The door latch rattled and then someone banged. “Tom? Tomas Bellamy!”

It was Sheriff Burn, who was evidently not looking for them on the west downs. Sophia held up a hand for Tom to wait while Mrs. Rathbone made little sputtering noises. She hoped Francois wasn’t cutting her throat. Or maybe she hoped he was. She leaned across the table. “Madame, is there money for the marriage fee, and will you pay it?”

“Yes. Could I trouble someone for a bucket or a bowl?” said Madame.

The door banged again. “Tom! Sophia!” called the sheriff. “Come on, now. I’ve got the militia with me. Open the …”

Sophia turned. “René, you love me, yes?”

His brow went up. “Yes.”

“And I love you, too. Then will you marry me? Right now?”

He stuttered. “Well … yes. I …”

She spun on her heel. “Tom, do I have your blessing?”

Tom shrugged from behind the squirming Mrs.

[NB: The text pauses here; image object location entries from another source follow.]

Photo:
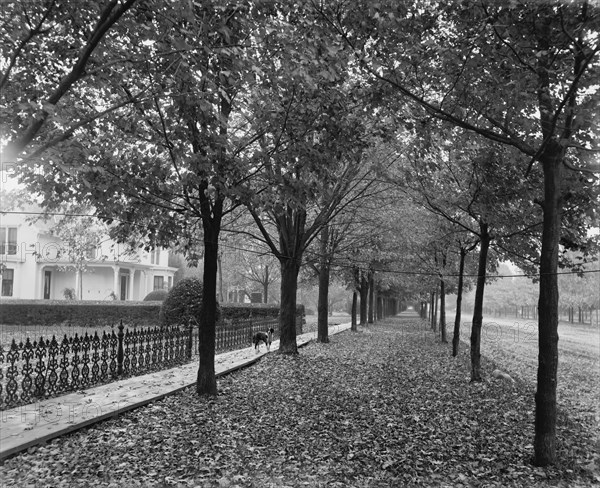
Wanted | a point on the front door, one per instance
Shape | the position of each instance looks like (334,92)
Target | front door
(47,283)
(124,280)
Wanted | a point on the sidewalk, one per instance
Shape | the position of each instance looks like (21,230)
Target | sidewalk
(29,425)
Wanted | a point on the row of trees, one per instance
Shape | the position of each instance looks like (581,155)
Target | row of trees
(360,136)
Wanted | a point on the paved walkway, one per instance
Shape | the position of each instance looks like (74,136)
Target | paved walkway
(33,424)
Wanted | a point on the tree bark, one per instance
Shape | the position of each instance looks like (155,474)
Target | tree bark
(287,317)
(443,311)
(459,290)
(545,397)
(364,293)
(371,296)
(353,326)
(323,301)
(206,382)
(266,285)
(484,242)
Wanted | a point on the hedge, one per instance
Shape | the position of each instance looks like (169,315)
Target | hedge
(102,313)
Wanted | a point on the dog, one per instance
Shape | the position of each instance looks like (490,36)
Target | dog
(266,337)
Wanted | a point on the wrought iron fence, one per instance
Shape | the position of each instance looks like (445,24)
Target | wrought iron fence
(38,369)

Rathbone; Francois did indeed have the knife at her throat. “All right, Sophie.”

“Maman,” said René, “is the money in Kent?”

“Not anymore, cher.” Madame reached into the black bag she’d been carrying and set a box on the table. She opened it with an unsteady hand, and inside was a plastic bottle, perfect, without dents, its cap in place, a faded, scratched, but still legible plastic wrapping around its middle. Just above the lettering was the tiny word DIET.

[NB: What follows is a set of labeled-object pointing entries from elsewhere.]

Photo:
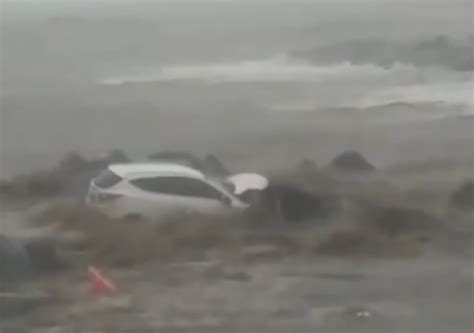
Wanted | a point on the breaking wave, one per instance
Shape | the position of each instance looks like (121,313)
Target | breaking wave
(454,93)
(279,68)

There was a surprised silence from the room, made even louder by the banging of the sheriff. René shook his head. “Were you really not going to say something, Maman?”

Madame tossed her bedraggled hair. “She was the one who left it to the last moment.” The door banged harder; it sounded as if he were ramming it with something.

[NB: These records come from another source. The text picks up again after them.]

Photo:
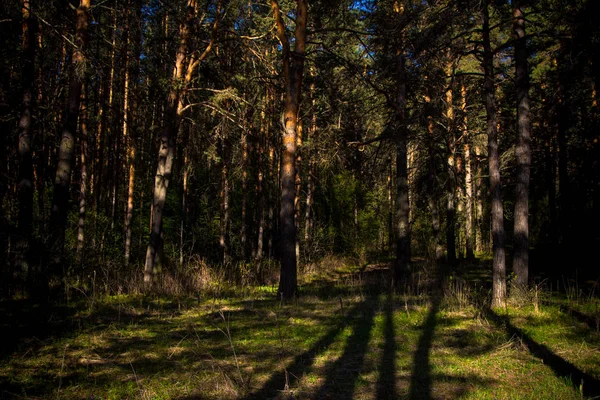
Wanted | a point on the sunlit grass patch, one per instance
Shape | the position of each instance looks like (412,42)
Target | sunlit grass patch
(348,338)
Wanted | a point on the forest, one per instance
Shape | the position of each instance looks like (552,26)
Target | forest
(299,199)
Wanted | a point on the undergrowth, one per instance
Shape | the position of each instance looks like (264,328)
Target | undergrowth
(346,336)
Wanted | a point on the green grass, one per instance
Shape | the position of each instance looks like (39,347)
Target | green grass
(344,338)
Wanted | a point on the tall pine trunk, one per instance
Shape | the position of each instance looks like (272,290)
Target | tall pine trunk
(498,265)
(522,151)
(451,183)
(468,179)
(83,148)
(293,69)
(182,75)
(401,263)
(25,177)
(66,152)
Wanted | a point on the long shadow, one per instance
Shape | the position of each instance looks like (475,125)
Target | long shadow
(592,321)
(303,362)
(560,366)
(343,374)
(421,381)
(386,385)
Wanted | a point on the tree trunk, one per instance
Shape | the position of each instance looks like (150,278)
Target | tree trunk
(293,68)
(432,199)
(308,215)
(499,267)
(468,180)
(173,109)
(298,182)
(66,150)
(84,179)
(25,178)
(224,242)
(401,264)
(522,151)
(130,104)
(478,184)
(451,183)
(166,152)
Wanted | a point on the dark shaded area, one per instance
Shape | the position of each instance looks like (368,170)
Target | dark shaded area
(421,380)
(592,321)
(342,375)
(386,385)
(560,366)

“Émile, how much is that worth?” Sophia asked quickly.

He was bent over with a tiny eyescope, inspecting the bottle carefully. “The fee,” he said. “Ten thousand in quidden, or probably more.”

“There is a … valuation, signed, in the box,” muttered Madame. “Could I please trouble anyone for a bowl?”

“That will do, then,” said Sophia. “Can I borrow that?” She took the black bag without Madame’s answer, shutting the box and shoving it inside. “Tom, come with us and be witness before the sheriff takes you …”

The door shuddered on its hinges.

“And, Benoit, see what you can do about her,” she said, tilting her head at Mrs. Rathbone. “We have a sheriff here, the body of the hotelier buried on the cliff, and you and Orla as witnesses. And I’m sure Jennifer Bonnard would not mind backing up whatever you decide to say. It wouldn’t hurt to let the sheriff know Mrs. Rathbone was trying to buy the house, too, since she ratted out Tom. He won’t like that.” Mrs. Rathbone struggled, then remembered the knife. “See if you can’t get her tossed out of the Commonwealth at the least.”

“That can be done, Mademoiselle,” Benoit said, still smiling.

“I leave it in your hands.”

“And Miss Bellamy,” said Madame, her voice a bit weak, “when you return, I’d like to discuss the empty building on your grounds, and the empty cottages, the prisoners in your house who have nowhere to go, and the need for Hasard Glass to … relocate.”

“Of course,” Sophia replied, pausing for a moment. What an interesting thought. Perhaps she and Madame would have more in common than previously anticipated. “Have coffee with Tom and me tomorrow at middlesun,” she said. “Or make that the day after tomorrow.” She started toward the pantry door, and then looked back at René and Tom. The other door was beginning to splinter. “Are you coming? Either of you?”